2.1.1 Oral and literate modes
In the study of language development and education, there has often been an assumption that the process of becoming literate in a mother tongue is essentially different from, and distinct from, the process of learning to speak it. In some ways, this is self-evidently true. All children, except those with specific sensory or cognitive disabilities, will learn to speak without apparently having any tuition. In contrast, many people do not become proficient writers and readers. The two kinds of language use also clearly involve different perceptual skills. There is in addition the matter of the different ages at which speech and literacy normally develop.
Until quite recently, as Olson implies, it was also commonly asserted by researchers that the two modes of speech and writing were different in their nature. Speech is usually spontaneous and its sound fades rapidly, while writing is commonly planned and may be drafted; and as a product it may persist for centuries, and can be read and re-read many times. It was also argued that the two modes are commonly associated with different kinds of communicative function. For these various reasons, it was concluded that the different modes necessarily require the use of rather different compositional and comprehension skills.

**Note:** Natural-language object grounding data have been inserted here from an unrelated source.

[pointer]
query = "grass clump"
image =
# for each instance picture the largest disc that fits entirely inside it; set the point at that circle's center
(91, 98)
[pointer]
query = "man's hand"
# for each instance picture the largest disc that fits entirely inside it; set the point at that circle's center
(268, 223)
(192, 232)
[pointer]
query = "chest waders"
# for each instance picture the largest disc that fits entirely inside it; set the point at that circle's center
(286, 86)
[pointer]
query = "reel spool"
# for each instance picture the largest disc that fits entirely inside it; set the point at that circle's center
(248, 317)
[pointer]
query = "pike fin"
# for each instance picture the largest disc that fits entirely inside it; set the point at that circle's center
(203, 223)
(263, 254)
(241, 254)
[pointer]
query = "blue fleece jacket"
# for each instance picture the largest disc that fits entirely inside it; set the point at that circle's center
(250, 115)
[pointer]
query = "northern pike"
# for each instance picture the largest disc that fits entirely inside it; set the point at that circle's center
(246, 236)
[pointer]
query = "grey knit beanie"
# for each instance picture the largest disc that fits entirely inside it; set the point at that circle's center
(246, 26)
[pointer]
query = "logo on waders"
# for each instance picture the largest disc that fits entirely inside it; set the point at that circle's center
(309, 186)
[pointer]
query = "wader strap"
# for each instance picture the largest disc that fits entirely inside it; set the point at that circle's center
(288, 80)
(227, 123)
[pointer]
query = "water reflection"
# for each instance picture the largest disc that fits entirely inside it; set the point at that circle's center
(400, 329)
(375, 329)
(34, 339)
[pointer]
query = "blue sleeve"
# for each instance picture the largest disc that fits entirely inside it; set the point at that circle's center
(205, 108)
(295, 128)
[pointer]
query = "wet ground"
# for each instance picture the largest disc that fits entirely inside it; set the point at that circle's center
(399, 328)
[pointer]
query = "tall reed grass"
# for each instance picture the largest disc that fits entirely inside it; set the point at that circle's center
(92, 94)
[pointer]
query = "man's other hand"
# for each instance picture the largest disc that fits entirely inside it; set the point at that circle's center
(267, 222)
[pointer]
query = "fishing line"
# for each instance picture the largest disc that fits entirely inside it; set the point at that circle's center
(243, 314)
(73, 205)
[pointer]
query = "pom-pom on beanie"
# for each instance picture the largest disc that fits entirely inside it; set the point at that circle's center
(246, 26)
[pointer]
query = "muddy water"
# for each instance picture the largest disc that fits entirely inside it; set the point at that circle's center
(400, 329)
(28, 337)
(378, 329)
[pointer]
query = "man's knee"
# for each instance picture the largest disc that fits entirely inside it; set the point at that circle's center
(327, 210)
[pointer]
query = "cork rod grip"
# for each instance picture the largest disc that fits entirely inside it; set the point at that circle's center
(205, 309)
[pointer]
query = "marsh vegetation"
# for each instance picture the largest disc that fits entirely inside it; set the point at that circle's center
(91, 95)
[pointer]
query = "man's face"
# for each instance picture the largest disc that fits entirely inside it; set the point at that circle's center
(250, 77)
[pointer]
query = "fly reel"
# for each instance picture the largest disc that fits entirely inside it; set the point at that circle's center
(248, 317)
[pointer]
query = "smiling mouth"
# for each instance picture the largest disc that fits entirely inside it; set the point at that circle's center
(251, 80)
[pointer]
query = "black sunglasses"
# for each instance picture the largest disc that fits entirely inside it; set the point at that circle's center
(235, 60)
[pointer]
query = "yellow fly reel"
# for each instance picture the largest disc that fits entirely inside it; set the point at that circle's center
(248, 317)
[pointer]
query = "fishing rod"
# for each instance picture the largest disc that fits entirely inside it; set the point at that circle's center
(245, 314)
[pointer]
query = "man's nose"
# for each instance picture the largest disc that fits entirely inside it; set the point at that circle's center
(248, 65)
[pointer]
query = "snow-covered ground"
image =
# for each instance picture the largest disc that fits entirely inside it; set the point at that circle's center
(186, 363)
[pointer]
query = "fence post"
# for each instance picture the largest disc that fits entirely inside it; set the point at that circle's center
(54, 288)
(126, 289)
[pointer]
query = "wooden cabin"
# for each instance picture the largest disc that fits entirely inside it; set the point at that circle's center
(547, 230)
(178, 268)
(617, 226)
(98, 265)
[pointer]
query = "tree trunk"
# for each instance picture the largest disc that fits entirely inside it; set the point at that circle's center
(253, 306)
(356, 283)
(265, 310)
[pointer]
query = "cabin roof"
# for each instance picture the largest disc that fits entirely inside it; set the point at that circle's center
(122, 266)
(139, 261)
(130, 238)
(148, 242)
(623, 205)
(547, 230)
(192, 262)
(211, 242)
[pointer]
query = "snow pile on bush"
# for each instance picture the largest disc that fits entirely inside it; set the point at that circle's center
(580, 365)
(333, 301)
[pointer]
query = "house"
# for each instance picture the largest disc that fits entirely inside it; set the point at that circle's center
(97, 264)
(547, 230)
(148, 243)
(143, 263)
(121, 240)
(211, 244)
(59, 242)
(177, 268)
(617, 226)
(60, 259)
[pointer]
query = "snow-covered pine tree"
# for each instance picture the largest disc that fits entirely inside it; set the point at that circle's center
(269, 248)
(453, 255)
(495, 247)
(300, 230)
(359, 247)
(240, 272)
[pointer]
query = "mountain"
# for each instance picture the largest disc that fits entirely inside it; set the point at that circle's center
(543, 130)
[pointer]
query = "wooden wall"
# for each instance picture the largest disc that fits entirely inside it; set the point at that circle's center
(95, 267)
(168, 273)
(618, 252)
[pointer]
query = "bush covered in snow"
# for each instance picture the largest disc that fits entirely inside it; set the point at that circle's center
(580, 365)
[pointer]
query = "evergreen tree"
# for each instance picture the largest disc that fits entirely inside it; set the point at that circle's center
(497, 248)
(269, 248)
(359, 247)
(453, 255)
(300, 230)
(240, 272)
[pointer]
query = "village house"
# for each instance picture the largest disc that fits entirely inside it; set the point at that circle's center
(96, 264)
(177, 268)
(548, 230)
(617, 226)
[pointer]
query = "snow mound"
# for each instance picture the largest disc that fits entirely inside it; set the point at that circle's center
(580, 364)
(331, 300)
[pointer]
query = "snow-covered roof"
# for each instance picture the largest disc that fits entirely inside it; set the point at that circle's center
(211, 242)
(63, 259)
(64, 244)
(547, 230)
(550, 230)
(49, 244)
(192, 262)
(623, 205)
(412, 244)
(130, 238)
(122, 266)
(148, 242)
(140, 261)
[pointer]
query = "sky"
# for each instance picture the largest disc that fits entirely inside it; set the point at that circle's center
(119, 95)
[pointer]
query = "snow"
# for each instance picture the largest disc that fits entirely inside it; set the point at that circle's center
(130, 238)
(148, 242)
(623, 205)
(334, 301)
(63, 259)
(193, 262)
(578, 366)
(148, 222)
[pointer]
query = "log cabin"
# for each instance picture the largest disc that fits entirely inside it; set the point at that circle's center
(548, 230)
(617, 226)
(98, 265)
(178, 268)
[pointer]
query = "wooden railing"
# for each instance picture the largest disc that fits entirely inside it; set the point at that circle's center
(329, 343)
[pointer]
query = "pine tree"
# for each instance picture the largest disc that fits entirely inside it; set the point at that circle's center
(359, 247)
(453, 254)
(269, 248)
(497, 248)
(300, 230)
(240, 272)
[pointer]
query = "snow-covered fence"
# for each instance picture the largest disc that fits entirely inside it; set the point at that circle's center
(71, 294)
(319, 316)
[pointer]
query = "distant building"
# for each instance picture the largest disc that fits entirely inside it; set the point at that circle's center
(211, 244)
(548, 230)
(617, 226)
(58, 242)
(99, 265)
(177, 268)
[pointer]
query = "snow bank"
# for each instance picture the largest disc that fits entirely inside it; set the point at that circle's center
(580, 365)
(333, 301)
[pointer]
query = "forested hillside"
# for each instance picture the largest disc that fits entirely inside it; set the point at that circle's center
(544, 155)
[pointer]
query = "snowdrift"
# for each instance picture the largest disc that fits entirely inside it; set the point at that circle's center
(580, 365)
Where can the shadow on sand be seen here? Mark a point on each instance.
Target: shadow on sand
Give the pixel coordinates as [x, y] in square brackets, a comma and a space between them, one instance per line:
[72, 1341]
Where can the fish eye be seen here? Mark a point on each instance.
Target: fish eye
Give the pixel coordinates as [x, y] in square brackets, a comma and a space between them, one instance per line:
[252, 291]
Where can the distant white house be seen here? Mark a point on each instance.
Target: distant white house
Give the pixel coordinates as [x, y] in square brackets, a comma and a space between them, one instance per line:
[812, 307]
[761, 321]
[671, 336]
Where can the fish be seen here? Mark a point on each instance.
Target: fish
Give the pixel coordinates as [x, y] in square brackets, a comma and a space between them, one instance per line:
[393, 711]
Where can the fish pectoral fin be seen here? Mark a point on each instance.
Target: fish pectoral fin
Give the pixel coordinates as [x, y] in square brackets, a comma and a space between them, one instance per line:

Again, there is certainly some truth in these claims. But in recent times the general validity of this bi-modal view of speech and writing as very distinct language modes has been questioned. Olson briefly mentions some reasons why this is so, and others can be found. For example, some kinds of oral performance can be ‘drafted’ and practised, as in for instance traditions of storytelling and in political speeches. Speech can also be recorded, so it need not fade rapidly, and can be replayed for multiple hearings. Moreover, with the advent of information technology new ways of using language are emerging which make it difficult to continue to argue that the two modes are completely distinct in nature, or in the skills they require for their use. Consider, for example, the use of email, conferencing and other similar kinds of computer-based communication. All involve ‘writing’, yet in their spontaneity and interactivity they often share more characteristics with spoken conversation than with formal letter writing. We will be looking at those kinds of language use, and at multimodal communication, in section 4.